Strong typing–you either love it or hate it! Elaborate type systems catch a lot of programming errors at compile time. On the other hand they impose the burden of type annotation on the programmer, and they sometimes disallow valid programs or force type casting.
In Java there’s been a never-ending discussion about the lack of support for const types. People coming from the C++ background see it as a major flaw. Others would defend Java from constness with their own bodies.
I’m always on the lookout for solutions that let programmers have a cake and eat it too. Pluggable types are just the thing. You want const enforcement? Add a constness plug to your compiler. You want compile time null reference checks? Add another plug.
How is it possible?
Java annotations as type modifiers
Did you know that Java had a system of user-defined annotations (C# has a similar thing)? Annotations start with the @ sign and can be used, for instance, to annotate classes or variables. The Java compiler doesn’t do much with them other then embed them as metadata in class files. They can be retrieved at runtime as part of the reflection mechanism.
I never thought of annotations as more than an ad hoc curiosity until I read Matthew Papi’s Ph.D. thesis, Practical pluggable types for Java. The paper proposes the use annotations to extend the Java type system. This work contributed to the JSR 308 proposal, which allows annotations to appear anywhere types are used. For instance, you could annotate a declaration of an object with the @NonNull qualifier:
@NonNull Object nnObj;
or declare a read-only list of read-only elements:
class UnmodifiableList<T> implements @ReadOnly List<@ReadOnly T> { ... }
What distinguishes such annotations from bona fide comments is that they can be type checked by user-defined checkers. These checkers can be plugged into the compiler and run during compilation. They get access to abstract syntax trees (ASTs) produced by the language parser, so they can also do semantic checks (e.g., detect method calls through a potentially null pointer).
Examples of type system extensions
A simple NonNull checker detects assignments of potentially null objects to non-null objects, as in:
Object obj; @NonNull Object nnObj = obj; // warning!
The checker must know that the default qualifier is @Nullable (potentially null) and @NonNull is a “subtype” of @Nullable (strinctly speaking, @NonNull T is a subtype of @Nullable T). In fact, simple type annotations of the @Nullable variety may be defined within the program and type-checked by the generic Basic Type Checker provided as part of the type checker framework. For instance, the subtyping relationship may expressed declaratively as:
@TypeQualifier @SubtypeOf( { Nullable.class } ) public @interface NonNull { }
However, a specialized checker can do more than just check type correctness. The NonNull checker, for instance, issues a warning every time the program tries to dereference a @Nullable object (remember that @Nullable is the default implicit annotation).

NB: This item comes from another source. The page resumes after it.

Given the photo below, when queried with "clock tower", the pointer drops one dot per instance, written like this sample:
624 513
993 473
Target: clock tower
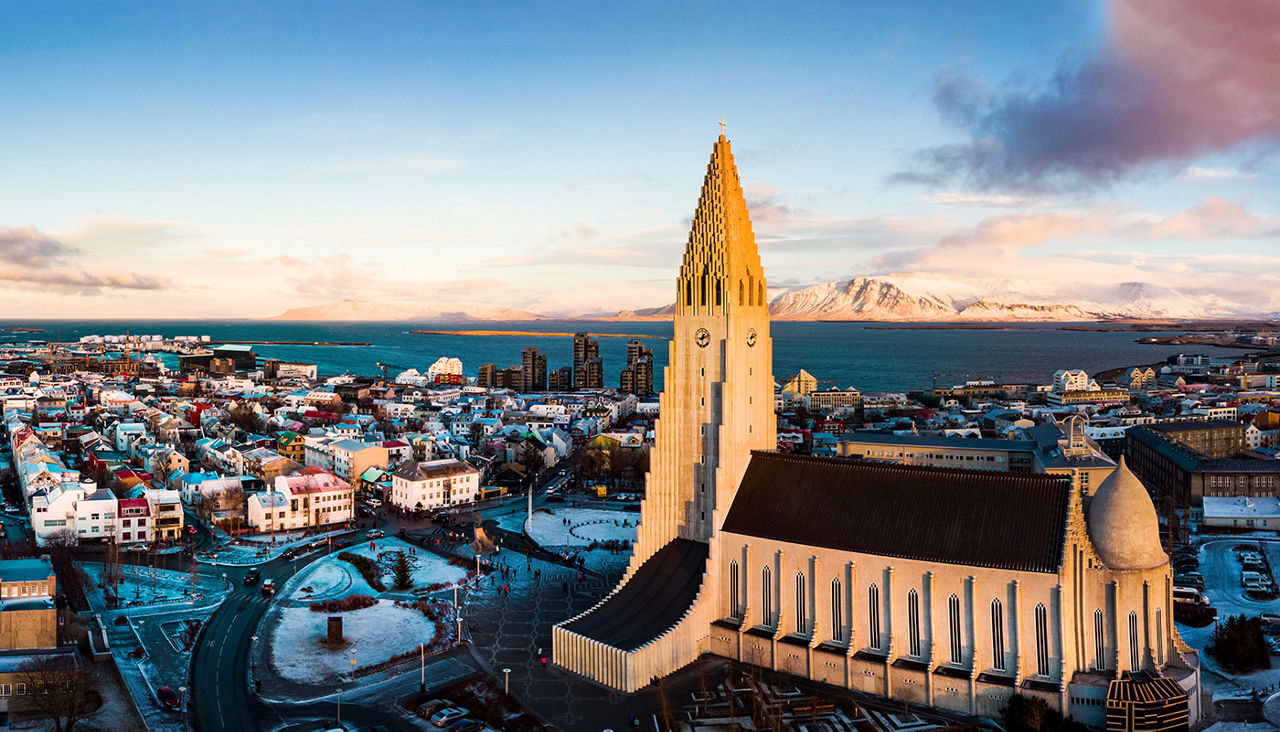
718 399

An even more useful checker enforces immutability constraints (the generalization of const types). The IGJ checker (Immutability Generic Java) introduces, among others, the following annotations:
- @Mutable: The default. Allows the object to be modified.
- @ReadOnly: An object cannot be modified through this reference. This is analogous to C++ const reference.

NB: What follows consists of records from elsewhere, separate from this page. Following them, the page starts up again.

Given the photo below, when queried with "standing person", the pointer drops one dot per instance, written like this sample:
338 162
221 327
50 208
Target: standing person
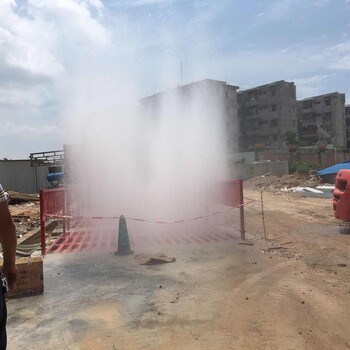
8 241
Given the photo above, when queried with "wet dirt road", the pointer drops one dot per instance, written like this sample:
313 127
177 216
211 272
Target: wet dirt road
291 292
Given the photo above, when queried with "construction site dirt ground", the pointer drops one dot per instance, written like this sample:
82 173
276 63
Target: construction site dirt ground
291 291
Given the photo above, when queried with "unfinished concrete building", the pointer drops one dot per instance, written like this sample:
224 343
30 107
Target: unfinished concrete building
347 124
266 112
322 120
217 96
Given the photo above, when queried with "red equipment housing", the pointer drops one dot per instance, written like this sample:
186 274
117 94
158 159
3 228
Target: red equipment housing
341 195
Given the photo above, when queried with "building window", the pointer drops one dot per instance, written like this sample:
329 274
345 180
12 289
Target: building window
274 122
307 105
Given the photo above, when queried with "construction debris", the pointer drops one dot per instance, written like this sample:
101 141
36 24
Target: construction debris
277 183
153 259
19 197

- @Immutable: An object may not be modified through any reference (not only the current one). Java Strings are immutable.
Incidentally, similar immutability constraints are built into the type system of the D programming language, except that D’s const and immutable (formerly known as invariant) are transitive.
Try it!
Suppose you are a fan of immutability constraints and you want to try them right now. First, download the JSR 308 compiler and checkers from the pluggable types web site. To compile your annotated program, use the command line:
javac -processor checkers.IGJ.IGJChecker <source-files>
If your program doesn’t obey immutability constraints specified in your source code, you’ll see a bunch of warnings and errors.
Now for the annotations. You might want to do them bottom up:
- Annotate methods that don’t modify this:
void foo() @ReadOnly;
These methods may only call other @ReadOnly methods of the same object (the checker will tell you if you break this rule).
- Annotate arguments that are not modified by a method, e.g.,
void foo(@ReadOnly Bar bar);
- Annotate objects that never change after creation:
@Immutable Bar bar = new @Immutable Bar();
And so on…
You can pass @Immutable as well as @Mutable objects to methods that take @ReadOnly arguments, but not the other way around.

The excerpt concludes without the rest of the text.